When the film was released in November, Maurice Shirley, Dr. Don Shirley’s only living brother, released a statement citing several of Green Book‘s factual errors — some minor, and some very major, including Maurice’s contention that Don never considered Tony Lip a friend. (The friendship between a dignified black man and his tough-talking Italian-American bouncer is the very basis of the film.) “This movie, ‘The Green Book’ is NOT about MY brother,” Maurice wrote, “but about money, white privilege, assumption, and Tony Lip!”

THE RACIST TWEET

A tweet from 2015 in which Vallonga agreed with Trump’s claim that he saw “Muslims in Jersey City cheering” after the World Trade Center collapsed on 9/11 has placed him at the center of the Green Book controversy. Mahershala Ali, the star of the film and the recipient of the Golden Globe for Supporting Actor in a Motion Picture, is a Muslim. Vallonga has since deleted his Twitter account.

THE N-WORD 

This past November, while doing press before the film’s release, Viggo Mortensen deployed the N-word while taking questions next to his African American co-star. As one person recounted the moment after it happened: “It was one of the weirdest things I’ve ever witnessed.” Mortensen, for his part, apologized vigorously for using the slur, claiming he intended to “speak strongly against racism.”

THE PENIS “JOKE”

The cherry on top of an already incredibly unappetizing sundae: a 1998 Newsweek story on Farrelly described his habit of flashing his penis to Cameron Diaz and others on the set of his film There’s Something About Mary. He has since admitted to the “joke,” and apologized.

THE WHITE SAVIOR COMPLEX

But wait, there’s more.

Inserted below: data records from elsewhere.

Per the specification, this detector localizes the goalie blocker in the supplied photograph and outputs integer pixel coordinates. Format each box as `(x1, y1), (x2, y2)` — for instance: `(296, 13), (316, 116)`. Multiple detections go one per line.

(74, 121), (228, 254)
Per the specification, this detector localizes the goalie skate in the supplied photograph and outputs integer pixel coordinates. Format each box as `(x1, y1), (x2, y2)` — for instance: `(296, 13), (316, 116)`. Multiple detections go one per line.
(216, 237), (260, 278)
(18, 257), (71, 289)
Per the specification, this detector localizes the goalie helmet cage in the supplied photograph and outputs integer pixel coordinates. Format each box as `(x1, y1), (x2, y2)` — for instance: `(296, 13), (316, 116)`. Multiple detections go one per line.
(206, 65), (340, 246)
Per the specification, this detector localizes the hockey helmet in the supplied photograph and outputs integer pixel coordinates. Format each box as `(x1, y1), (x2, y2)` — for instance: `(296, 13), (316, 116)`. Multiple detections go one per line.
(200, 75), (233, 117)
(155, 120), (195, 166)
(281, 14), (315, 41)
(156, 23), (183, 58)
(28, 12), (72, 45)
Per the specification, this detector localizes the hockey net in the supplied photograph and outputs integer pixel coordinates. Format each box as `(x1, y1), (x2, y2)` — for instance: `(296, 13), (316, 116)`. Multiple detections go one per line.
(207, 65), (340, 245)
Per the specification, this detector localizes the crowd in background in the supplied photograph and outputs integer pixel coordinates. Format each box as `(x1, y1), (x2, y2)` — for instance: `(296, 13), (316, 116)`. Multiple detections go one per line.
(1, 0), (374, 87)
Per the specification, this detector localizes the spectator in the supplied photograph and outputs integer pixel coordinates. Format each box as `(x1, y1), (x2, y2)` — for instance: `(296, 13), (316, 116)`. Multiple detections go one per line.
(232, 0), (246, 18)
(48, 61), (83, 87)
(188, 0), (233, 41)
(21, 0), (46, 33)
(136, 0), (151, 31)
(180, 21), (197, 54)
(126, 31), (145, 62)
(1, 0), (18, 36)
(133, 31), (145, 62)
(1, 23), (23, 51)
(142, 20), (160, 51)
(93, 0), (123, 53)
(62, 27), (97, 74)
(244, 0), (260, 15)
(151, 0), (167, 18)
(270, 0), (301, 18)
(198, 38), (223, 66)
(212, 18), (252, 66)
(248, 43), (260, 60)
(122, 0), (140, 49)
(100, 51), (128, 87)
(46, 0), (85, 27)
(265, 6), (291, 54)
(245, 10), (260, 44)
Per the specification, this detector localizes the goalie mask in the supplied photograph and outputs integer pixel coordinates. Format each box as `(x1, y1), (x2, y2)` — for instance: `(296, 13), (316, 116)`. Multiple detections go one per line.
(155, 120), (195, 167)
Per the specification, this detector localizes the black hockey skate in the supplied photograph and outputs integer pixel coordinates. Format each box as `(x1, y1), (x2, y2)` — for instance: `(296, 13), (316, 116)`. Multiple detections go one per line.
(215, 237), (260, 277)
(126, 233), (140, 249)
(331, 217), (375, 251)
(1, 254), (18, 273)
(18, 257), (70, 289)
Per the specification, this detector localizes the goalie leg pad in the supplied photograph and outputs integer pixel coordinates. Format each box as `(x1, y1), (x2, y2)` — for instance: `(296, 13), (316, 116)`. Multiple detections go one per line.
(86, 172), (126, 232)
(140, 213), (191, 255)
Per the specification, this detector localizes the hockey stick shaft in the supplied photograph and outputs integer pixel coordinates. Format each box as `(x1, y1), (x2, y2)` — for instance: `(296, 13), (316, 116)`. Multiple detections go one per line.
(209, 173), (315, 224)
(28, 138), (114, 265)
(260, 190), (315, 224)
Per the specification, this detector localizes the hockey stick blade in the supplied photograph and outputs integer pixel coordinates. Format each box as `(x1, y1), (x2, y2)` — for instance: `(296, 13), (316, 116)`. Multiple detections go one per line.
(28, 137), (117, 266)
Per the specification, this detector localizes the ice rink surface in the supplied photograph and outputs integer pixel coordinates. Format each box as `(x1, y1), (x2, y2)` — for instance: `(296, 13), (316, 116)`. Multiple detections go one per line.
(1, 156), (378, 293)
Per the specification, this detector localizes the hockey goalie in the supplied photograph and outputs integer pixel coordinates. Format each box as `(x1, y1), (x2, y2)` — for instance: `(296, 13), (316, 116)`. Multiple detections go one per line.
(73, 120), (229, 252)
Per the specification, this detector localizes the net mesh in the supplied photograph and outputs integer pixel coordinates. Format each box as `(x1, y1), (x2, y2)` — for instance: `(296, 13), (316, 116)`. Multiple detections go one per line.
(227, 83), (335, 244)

When The Hollywood Reporter asked Vallonga whether the film has a “white savior” complex, he said, “The only savior I know is Jesus.” Farrelly, meanwhile, seems to be more than happy to be coming to the rescue, but he’s shocked that no one can understand his good intent. “Black people have gotten their fucking asses kicked in this country for centuries,” he told THR. “They see a guy like me come along and they don’t know what’s in my heart.”